[PATCH] client: Allow send error recovery without an abort

Tue Jun 19 02:54:23 UTC 2018

Let me take things back a step. I was a bit too hasty in suggesting
something that would work for me for the fact that MAX_FDS_OUT is small. In
our client the buffer creation ends up being serialized, and so only one
thread will be creating buffers with the linux-dmabuf protocol at a time.

That might not be true for other clients, and so checking if the fd buffer
is almost full won't work. In fact I'm not so certain checking if it is
half full would work either... having more than 14 threads trying to create
such buffers at the same time does not seem unreasonable, and if more than
one fd were involved in each request (multi-plane formats), the number of
threads needed to hit the wl_abort anyway drops quickly. And there may be
some other protocol I'm not aware of that is worse.

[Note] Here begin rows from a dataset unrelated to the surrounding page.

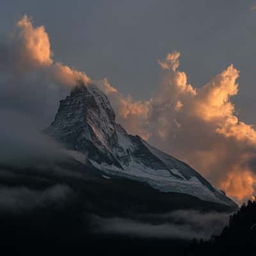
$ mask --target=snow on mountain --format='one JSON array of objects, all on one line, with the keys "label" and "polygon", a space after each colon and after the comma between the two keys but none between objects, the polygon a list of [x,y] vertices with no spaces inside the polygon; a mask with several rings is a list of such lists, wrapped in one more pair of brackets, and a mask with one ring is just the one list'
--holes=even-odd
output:
[{"label": "snow on mountain", "polygon": [[126,177],[146,182],[161,191],[235,205],[189,165],[155,148],[140,136],[129,134],[115,122],[107,97],[95,85],[80,84],[60,100],[55,119],[45,132],[64,144],[71,156],[83,159],[83,163],[86,159],[108,178]]}]

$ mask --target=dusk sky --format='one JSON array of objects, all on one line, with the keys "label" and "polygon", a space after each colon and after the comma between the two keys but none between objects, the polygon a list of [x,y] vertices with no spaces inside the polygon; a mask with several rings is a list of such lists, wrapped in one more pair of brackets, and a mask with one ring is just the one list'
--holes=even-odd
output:
[{"label": "dusk sky", "polygon": [[2,4],[3,109],[45,127],[67,88],[92,81],[128,132],[237,201],[255,193],[256,1]]},{"label": "dusk sky", "polygon": [[93,79],[108,77],[124,95],[147,99],[156,90],[157,59],[181,53],[181,69],[200,87],[229,64],[240,71],[234,99],[242,120],[255,124],[256,12],[251,0],[3,0],[1,36],[26,14],[44,25],[54,58]]}]

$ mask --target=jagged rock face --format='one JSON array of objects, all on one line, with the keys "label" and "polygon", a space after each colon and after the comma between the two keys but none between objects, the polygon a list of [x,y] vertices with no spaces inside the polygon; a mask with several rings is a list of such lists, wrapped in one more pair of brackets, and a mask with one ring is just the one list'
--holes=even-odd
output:
[{"label": "jagged rock face", "polygon": [[230,206],[235,204],[184,163],[154,148],[115,122],[107,97],[95,85],[76,87],[60,100],[54,122],[45,132],[87,160],[108,178],[122,177]]},{"label": "jagged rock face", "polygon": [[106,96],[93,85],[81,84],[60,100],[55,119],[45,131],[68,148],[86,154],[97,163],[119,166],[111,154],[117,142],[115,118]]}]

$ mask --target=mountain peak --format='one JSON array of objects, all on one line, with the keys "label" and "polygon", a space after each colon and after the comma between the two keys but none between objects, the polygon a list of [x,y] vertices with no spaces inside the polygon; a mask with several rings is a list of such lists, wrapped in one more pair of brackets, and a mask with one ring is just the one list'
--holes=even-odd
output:
[{"label": "mountain peak", "polygon": [[[155,148],[115,122],[106,95],[96,86],[79,84],[64,100],[46,132],[111,177],[146,182],[161,191],[236,204],[184,163]],[[74,154],[72,155],[74,157]]]}]

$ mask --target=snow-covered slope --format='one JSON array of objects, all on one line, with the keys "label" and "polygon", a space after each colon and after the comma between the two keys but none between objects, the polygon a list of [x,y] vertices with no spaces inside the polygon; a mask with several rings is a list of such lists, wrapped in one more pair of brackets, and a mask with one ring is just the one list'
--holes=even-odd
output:
[{"label": "snow-covered slope", "polygon": [[147,182],[161,191],[235,205],[188,164],[140,136],[127,134],[115,122],[107,97],[95,85],[81,84],[61,100],[55,119],[45,131],[65,145],[72,157],[74,151],[79,152],[79,159],[83,159],[83,154],[108,178],[127,177]]}]

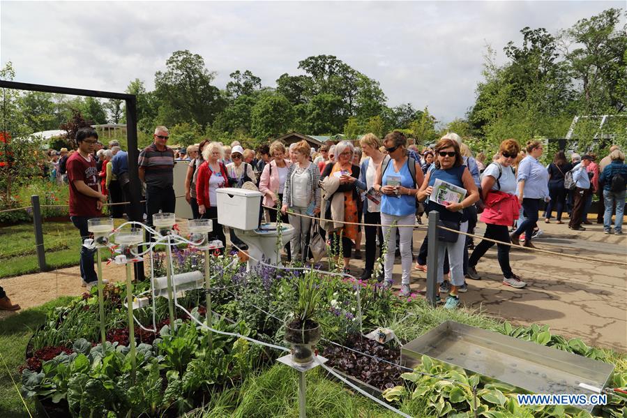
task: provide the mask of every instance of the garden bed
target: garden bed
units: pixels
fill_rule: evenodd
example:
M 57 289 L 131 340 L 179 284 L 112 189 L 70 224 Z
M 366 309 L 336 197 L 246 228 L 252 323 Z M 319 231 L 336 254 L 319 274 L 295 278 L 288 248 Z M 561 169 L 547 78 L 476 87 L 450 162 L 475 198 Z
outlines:
M 161 257 L 157 255 L 155 260 L 157 276 L 163 273 Z M 192 250 L 175 250 L 174 259 L 176 273 L 203 271 L 202 254 Z M 212 261 L 214 328 L 285 346 L 284 324 L 298 301 L 296 285 L 305 274 L 315 274 L 317 286 L 324 290 L 316 313 L 323 336 L 318 349 L 328 359 L 327 365 L 348 376 L 358 387 L 384 397 L 411 415 L 470 412 L 471 403 L 467 402 L 469 398 L 464 385 L 471 382 L 478 385 L 481 391 L 481 411 L 494 412 L 484 416 L 499 416 L 497 412 L 504 413 L 515 406 L 521 414 L 524 410 L 531 415 L 565 417 L 575 413 L 559 408 L 512 406 L 513 389 L 506 385 L 494 386 L 481 381 L 478 376 L 467 376 L 459 371 L 432 364 L 428 359 L 423 359 L 416 372 L 409 372 L 399 366 L 400 348 L 396 343 L 393 341 L 383 345 L 358 336 L 363 331 L 379 326 L 391 328 L 402 342 L 407 342 L 451 319 L 612 362 L 617 368 L 611 385 L 627 385 L 627 358 L 624 354 L 590 348 L 579 340 L 566 341 L 552 335 L 547 327 L 513 328 L 465 310 L 433 309 L 415 295 L 398 299 L 375 282 L 341 280 L 324 273 L 277 270 L 261 264 L 247 272 L 245 266 L 235 260 L 225 256 L 215 257 Z M 311 276 L 308 277 L 312 279 Z M 138 283 L 134 289 L 135 294 L 149 290 L 147 283 Z M 273 366 L 275 360 L 283 354 L 243 338 L 215 333 L 211 333 L 213 350 L 210 350 L 209 333 L 192 319 L 204 321 L 205 293 L 202 290 L 191 290 L 179 299 L 191 317 L 177 310 L 176 331 L 167 318 L 167 304 L 163 298 L 154 301 L 154 313 L 151 305 L 135 310 L 137 320 L 146 328 L 153 327 L 154 313 L 158 333 L 135 327 L 140 354 L 137 378 L 133 382 L 128 373 L 127 313 L 123 304 L 126 288 L 121 284 L 107 286 L 105 309 L 110 343 L 104 348 L 99 341 L 95 292 L 94 289 L 92 294 L 75 298 L 68 305 L 49 312 L 45 326 L 32 339 L 33 357 L 25 359 L 23 364 L 22 393 L 27 398 L 38 398 L 43 405 L 52 402 L 59 406 L 67 402 L 67 415 L 100 416 L 105 411 L 120 415 L 131 410 L 133 416 L 176 416 L 201 408 L 197 410 L 213 416 L 212 408 L 218 408 L 213 403 L 216 399 L 228 403 L 222 406 L 229 415 L 240 410 L 247 402 L 242 391 L 256 390 L 247 382 L 259 382 L 260 376 L 273 373 L 278 367 Z M 227 322 L 222 315 L 236 323 Z M 77 380 L 81 382 L 81 391 L 73 383 Z M 448 381 L 455 383 L 443 384 Z M 53 382 L 63 383 L 53 385 Z M 85 385 L 93 390 L 84 390 Z M 59 387 L 65 389 L 61 391 Z M 417 390 L 418 387 L 427 390 L 423 392 L 423 389 Z M 267 396 L 278 395 L 267 393 Z M 616 401 L 595 413 L 619 416 L 625 408 L 623 402 Z M 377 411 L 373 416 L 386 415 L 379 407 L 373 408 Z M 250 416 L 264 416 L 259 411 Z

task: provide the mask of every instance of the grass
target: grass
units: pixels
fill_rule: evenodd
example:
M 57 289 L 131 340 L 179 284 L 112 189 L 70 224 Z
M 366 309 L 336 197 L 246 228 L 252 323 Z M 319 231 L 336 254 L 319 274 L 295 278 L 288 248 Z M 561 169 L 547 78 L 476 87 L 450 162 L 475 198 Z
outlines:
M 61 297 L 0 321 L 0 417 L 29 416 L 11 378 L 20 387 L 21 377 L 17 368 L 25 361 L 26 347 L 33 330 L 44 323 L 49 309 L 66 305 L 71 299 Z M 27 401 L 27 405 L 34 414 L 33 401 Z
M 307 373 L 308 417 L 397 417 L 341 383 L 326 378 L 317 368 Z M 240 388 L 211 396 L 204 408 L 186 415 L 188 418 L 269 418 L 299 416 L 298 373 L 282 364 L 245 380 Z
M 116 220 L 115 224 L 121 223 L 121 220 Z M 42 229 L 46 264 L 50 267 L 78 264 L 79 233 L 71 222 L 44 221 Z M 38 271 L 33 224 L 19 223 L 0 227 L 0 278 Z

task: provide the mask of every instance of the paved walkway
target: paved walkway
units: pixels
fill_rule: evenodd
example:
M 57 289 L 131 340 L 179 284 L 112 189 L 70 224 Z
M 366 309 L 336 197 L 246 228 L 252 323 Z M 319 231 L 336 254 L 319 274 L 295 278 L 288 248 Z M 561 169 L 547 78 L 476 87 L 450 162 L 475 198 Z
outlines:
M 469 281 L 469 291 L 462 294 L 462 302 L 472 308 L 515 324 L 547 324 L 554 333 L 581 337 L 589 344 L 627 351 L 627 268 L 603 263 L 603 260 L 627 262 L 627 236 L 605 235 L 600 225 L 587 225 L 588 230 L 574 232 L 566 224 L 541 223 L 544 234 L 534 241 L 541 248 L 561 252 L 552 256 L 522 250 L 513 251 L 514 271 L 529 283 L 524 289 L 503 285 L 496 259 L 496 246 L 477 266 L 481 281 Z M 481 224 L 478 234 L 483 234 Z M 425 229 L 414 232 L 414 245 L 418 249 Z M 228 237 L 228 234 L 227 234 Z M 476 240 L 475 244 L 478 241 Z M 598 257 L 598 262 L 569 258 L 568 255 Z M 395 266 L 394 279 L 400 281 L 400 260 Z M 355 274 L 361 273 L 363 260 L 352 260 Z M 103 267 L 109 280 L 123 280 L 123 267 Z M 426 276 L 413 270 L 413 290 L 425 288 Z M 38 306 L 59 296 L 78 295 L 80 287 L 78 267 L 50 273 L 0 279 L 14 302 L 23 308 Z M 0 311 L 0 319 L 11 313 Z

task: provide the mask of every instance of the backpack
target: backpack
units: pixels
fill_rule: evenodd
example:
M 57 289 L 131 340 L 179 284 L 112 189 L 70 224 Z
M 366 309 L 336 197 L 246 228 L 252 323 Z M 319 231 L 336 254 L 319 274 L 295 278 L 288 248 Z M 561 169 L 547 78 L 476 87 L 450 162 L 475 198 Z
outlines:
M 610 184 L 610 191 L 613 193 L 620 193 L 625 191 L 625 177 L 620 173 L 612 176 L 612 182 Z
M 575 190 L 577 186 L 575 179 L 573 178 L 573 170 L 567 171 L 564 175 L 564 187 L 566 190 Z
M 382 177 L 383 177 L 383 174 L 388 169 L 388 165 L 390 165 L 390 161 L 391 161 L 392 158 L 390 156 L 386 156 L 383 159 L 383 161 L 382 161 L 382 167 L 384 167 L 384 169 L 381 172 Z M 414 180 L 414 186 L 416 187 L 416 160 L 413 157 L 407 157 L 407 168 L 409 169 L 409 174 L 411 174 L 411 179 Z

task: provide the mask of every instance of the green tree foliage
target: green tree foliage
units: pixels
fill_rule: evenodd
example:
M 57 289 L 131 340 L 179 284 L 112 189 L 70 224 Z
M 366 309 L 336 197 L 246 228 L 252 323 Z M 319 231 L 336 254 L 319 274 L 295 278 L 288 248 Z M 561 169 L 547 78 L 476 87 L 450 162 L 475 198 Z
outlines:
M 361 133 L 362 129 L 359 126 L 357 118 L 352 117 L 348 118 L 344 126 L 344 135 L 349 140 L 355 140 Z
M 241 73 L 237 70 L 229 75 L 231 81 L 227 83 L 227 94 L 232 98 L 241 96 L 250 96 L 262 88 L 262 79 L 249 70 Z
M 267 140 L 285 133 L 294 121 L 292 103 L 281 94 L 262 98 L 252 107 L 250 130 L 257 140 Z
M 151 133 L 158 124 L 155 123 L 158 105 L 154 92 L 146 91 L 144 82 L 136 78 L 128 84 L 126 93 L 137 97 L 137 129 L 144 133 Z M 126 115 L 122 120 L 126 120 Z
M 109 114 L 107 120 L 112 124 L 119 124 L 124 114 L 124 100 L 109 98 L 103 105 Z
M 0 69 L 0 80 L 11 81 L 15 76 L 10 61 Z M 45 161 L 41 144 L 29 135 L 30 121 L 20 111 L 20 92 L 0 89 L 0 200 L 2 206 L 13 206 L 13 191 L 40 175 Z
M 373 116 L 368 119 L 365 124 L 365 132 L 372 132 L 379 138 L 383 138 L 385 135 L 385 124 L 383 119 L 379 116 Z
M 55 114 L 52 94 L 41 91 L 26 91 L 17 103 L 24 124 L 31 132 L 56 129 L 61 121 Z
M 167 70 L 155 74 L 158 123 L 174 126 L 194 121 L 206 127 L 225 104 L 220 91 L 211 85 L 215 73 L 205 68 L 202 57 L 187 50 L 176 51 L 165 64 Z
M 609 9 L 582 19 L 554 36 L 543 28 L 525 27 L 519 44 L 504 48 L 507 61 L 496 64 L 488 47 L 483 80 L 468 113 L 471 130 L 495 148 L 513 137 L 522 143 L 537 136 L 563 137 L 576 115 L 616 114 L 627 103 L 627 33 L 621 13 Z M 572 145 L 600 151 L 600 119 L 581 119 Z M 614 141 L 624 128 L 612 132 Z M 603 154 L 603 151 L 601 151 Z
M 417 144 L 426 145 L 437 139 L 437 133 L 435 131 L 437 122 L 435 118 L 429 113 L 428 107 L 425 107 L 420 119 L 409 124 L 409 128 L 414 131 L 414 137 Z

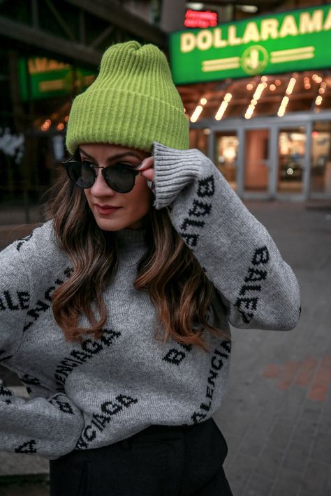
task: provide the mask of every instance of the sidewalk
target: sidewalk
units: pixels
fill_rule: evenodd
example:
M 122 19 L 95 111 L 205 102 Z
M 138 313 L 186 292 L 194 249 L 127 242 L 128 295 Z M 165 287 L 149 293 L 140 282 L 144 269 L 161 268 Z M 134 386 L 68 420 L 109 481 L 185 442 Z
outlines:
M 234 496 L 328 496 L 331 209 L 301 202 L 244 203 L 294 271 L 302 313 L 289 332 L 231 327 L 230 383 L 214 416 L 229 449 L 226 474 Z M 20 387 L 12 373 L 4 373 L 0 368 L 7 385 Z M 0 494 L 47 496 L 47 471 L 43 459 L 0 453 Z M 20 488 L 1 485 L 9 474 L 29 483 L 28 474 L 41 479 Z

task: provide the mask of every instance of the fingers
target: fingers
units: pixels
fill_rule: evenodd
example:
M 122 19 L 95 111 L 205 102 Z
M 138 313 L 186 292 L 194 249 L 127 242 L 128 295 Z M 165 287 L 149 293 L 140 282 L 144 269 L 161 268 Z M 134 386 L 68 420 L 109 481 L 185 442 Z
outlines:
M 153 156 L 147 157 L 147 158 L 144 158 L 141 164 L 138 166 L 137 169 L 139 170 L 139 172 L 145 170 L 146 169 L 153 167 L 154 163 L 154 158 Z
M 154 179 L 154 158 L 153 156 L 144 158 L 142 162 L 137 167 L 139 173 L 146 179 L 153 181 Z

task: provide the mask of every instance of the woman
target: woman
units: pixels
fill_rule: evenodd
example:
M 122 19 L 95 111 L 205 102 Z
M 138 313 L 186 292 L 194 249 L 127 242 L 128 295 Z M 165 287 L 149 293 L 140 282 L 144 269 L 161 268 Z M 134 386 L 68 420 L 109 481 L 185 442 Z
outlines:
M 51 496 L 228 496 L 212 419 L 235 327 L 289 330 L 300 291 L 203 153 L 164 54 L 103 54 L 75 99 L 50 220 L 1 254 L 0 450 L 50 460 Z

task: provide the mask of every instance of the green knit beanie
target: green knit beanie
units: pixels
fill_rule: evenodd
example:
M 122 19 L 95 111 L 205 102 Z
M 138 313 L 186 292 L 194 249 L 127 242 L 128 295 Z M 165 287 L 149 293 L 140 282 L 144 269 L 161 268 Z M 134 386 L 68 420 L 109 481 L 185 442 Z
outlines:
M 189 148 L 189 123 L 164 54 L 138 41 L 112 45 L 91 86 L 74 99 L 66 147 L 110 143 L 152 151 L 153 141 Z

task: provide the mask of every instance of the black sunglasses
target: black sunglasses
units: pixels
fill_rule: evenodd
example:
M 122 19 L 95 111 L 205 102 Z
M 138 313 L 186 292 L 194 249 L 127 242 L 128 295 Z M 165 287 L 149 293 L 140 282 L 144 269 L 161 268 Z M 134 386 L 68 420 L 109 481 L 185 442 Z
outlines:
M 133 165 L 124 162 L 119 162 L 108 167 L 99 167 L 89 162 L 73 158 L 62 162 L 69 179 L 78 188 L 91 188 L 96 179 L 96 169 L 101 169 L 103 179 L 114 191 L 128 193 L 135 186 L 135 176 L 139 174 Z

Increasing the fd buffer would alleviate that. However it would introduce
another problem.

We also have wl_abort()'s from the call to wl_os_dupfd_cloexec() in
wl_closure_marshal() failing. Not very often, and we are willing to pass on
finding a fix for it for now, but increasing the number of fd's being held
for the transfer is definitely going to make that worse.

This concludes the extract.